I have this query which selects the users for a given branch.
SELECT u.first, u.last, u.id,
(SELECT u1.user_type
FROM users_branches AS u1
WHERE u.id = u1.user_id AND u1.branch_id = @foo
LIMIT 1)
FROM users AS u
WHERE EXISTS
(SELECT 1
FROM users_branches AS u0
WHERE u.id = u0.user_id AND u0.branch_id = @foo)
And here is the EF Core LINQ query which produces this SQL.
int branchId = 123;
var users = await Users
.Where(x => x.UsersBranches.Any(ub => ub.BranchId == branchId))
.Select(user => new
{
UserId = user.Id,
FirstName = user.First,
LastName = user.Last,
UserType = user.UsersBranches.FirstOrDefault(x => x.BranchId == branchId).UserType
}).ToListAsync();
I don't like the WHERE
clause needing to be duplicated just to say "get me only the users which have a users_branches record for this branch, and also return some of the data from that record". Is there a more efficient way to do this? I can imagine a solution that uses GROUP BY, but I'm not certain that would actually be any better.
CodePudding user response:
one way you can do this by using joins
SELECT u.id AS UserId, u.first AS FirstName, u.last AS LastName
FROM users u
INNER JOIN users_branches ub ON u.id = ub.user_id
WHERE ub.branch_id = 123
another way you can do this by using subquery
SELECT u.id AS UserId, u.first AS FirstName, u.last AS LastName
FROM users u
WHERE u.id IN (
SELECT user_id
FROM users_branches
WHERE branch_id = 123
)
if you see main difference is that the join version queries both tables in one statement, while the subquery version filters UsersBranches first in a subquery before querying Users.
Note:The join is generally more efficient since it allows the database to access both tables at once and optimize the query plan. The subquery can result in slower performance since it splits the query into two parts.
-- hope this helps.
CodePudding user response:
I find this version easier to read:
SELECT users.first, users.last, users.id, MIN(users_branches.user_type)
FROM users
INNER JOIN users_branches ON
users.id = users_branches.user_id
AND users_branches.branch_id = @foo
GROUP BY users.id
as to whether it delivers better performance, that will depend on a number of factors, like indices etc. I recommend running some tests and examining the output of EXPLAIN SELECT ....

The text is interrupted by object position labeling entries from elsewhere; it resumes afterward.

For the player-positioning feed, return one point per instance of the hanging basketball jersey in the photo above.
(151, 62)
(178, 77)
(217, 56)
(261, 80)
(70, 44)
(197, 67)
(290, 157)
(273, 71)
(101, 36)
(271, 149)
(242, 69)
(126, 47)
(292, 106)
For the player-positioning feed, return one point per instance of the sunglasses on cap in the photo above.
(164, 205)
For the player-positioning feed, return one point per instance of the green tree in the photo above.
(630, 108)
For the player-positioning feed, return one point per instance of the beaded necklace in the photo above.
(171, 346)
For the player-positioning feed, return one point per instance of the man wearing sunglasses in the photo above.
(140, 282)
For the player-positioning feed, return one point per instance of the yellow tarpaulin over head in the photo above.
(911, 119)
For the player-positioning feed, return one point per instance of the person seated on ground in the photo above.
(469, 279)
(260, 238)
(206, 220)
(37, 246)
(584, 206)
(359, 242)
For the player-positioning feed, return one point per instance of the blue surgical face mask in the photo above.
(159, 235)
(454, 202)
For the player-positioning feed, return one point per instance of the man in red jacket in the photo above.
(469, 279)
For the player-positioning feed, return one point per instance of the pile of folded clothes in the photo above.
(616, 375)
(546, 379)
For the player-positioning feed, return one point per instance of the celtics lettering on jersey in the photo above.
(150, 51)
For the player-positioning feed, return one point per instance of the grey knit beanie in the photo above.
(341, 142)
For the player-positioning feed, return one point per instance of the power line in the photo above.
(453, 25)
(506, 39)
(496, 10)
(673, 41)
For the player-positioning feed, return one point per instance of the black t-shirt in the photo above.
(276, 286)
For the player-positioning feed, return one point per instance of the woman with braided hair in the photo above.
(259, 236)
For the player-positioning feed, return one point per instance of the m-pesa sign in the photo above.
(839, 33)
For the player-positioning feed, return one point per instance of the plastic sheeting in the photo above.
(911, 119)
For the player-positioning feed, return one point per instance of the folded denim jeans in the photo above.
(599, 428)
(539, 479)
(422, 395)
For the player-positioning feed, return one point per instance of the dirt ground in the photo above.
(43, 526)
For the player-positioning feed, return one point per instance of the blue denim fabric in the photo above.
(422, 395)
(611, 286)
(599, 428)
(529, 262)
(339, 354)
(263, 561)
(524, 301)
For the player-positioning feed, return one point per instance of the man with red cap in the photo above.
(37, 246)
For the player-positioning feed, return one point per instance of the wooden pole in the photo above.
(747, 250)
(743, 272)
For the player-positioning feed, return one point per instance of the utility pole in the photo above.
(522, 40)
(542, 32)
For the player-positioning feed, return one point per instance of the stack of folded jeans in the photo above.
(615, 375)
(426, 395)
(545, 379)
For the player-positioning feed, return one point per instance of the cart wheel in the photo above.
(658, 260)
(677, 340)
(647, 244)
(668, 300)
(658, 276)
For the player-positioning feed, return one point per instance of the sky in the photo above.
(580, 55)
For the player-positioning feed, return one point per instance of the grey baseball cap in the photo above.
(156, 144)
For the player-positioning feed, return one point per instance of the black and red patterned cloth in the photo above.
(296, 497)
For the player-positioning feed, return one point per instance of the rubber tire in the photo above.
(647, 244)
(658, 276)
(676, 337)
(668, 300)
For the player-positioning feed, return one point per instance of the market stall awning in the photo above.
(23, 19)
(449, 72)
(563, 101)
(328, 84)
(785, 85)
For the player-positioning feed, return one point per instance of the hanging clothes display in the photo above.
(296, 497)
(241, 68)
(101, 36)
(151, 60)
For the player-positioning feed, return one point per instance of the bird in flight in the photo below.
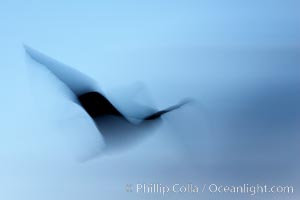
(117, 125)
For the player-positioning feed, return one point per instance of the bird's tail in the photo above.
(164, 111)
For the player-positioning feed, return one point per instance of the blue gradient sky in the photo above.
(213, 51)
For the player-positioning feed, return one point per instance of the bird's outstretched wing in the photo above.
(76, 81)
(95, 103)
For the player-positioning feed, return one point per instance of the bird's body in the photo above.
(117, 126)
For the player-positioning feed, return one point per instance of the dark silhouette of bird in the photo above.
(118, 127)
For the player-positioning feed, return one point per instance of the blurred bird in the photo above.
(118, 126)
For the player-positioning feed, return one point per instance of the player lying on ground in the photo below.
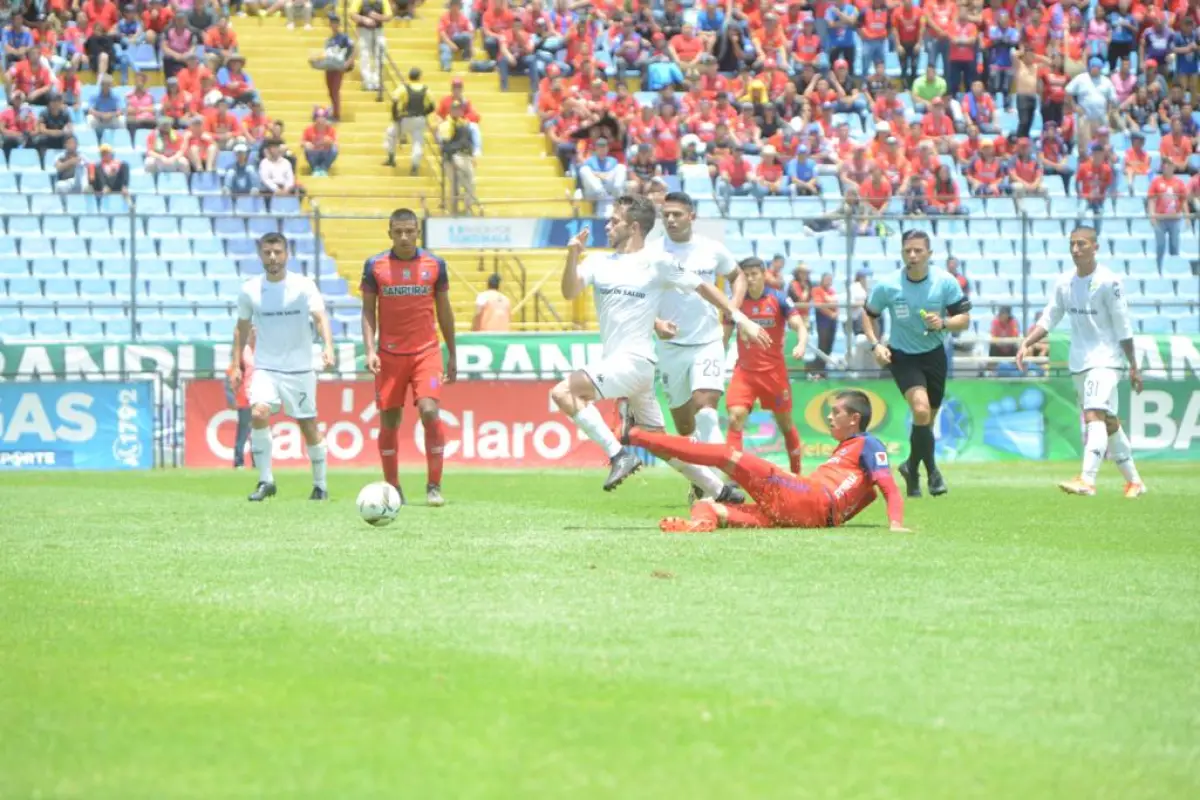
(691, 347)
(835, 492)
(403, 290)
(279, 305)
(629, 286)
(761, 373)
(1101, 344)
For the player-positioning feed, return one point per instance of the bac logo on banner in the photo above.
(105, 425)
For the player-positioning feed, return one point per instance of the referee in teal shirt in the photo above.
(924, 306)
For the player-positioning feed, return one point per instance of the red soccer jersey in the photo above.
(772, 312)
(857, 465)
(406, 289)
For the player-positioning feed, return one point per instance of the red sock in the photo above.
(666, 445)
(792, 439)
(388, 456)
(433, 446)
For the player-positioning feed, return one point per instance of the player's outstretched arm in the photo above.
(749, 330)
(573, 282)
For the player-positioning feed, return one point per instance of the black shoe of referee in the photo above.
(262, 492)
(911, 480)
(624, 464)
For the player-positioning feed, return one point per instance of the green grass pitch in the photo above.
(539, 638)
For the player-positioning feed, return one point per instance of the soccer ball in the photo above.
(378, 504)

for the different queries you try
CodePudding user response:
Maybe can you try something like this
SELECT u.first, u.last, u.id, u0.user_type
FROM users u
JOIN users_branches u0 ON u.id = u0.user_id AND u0.branch_id = @foo
WHERE NOT EXISTS (
SELECT 1
FROM users_branches u1
WHERE u1.user_id = u0.user_id
AND u1.branch_id = u0.branch_id
AND u1.id < u0.id
)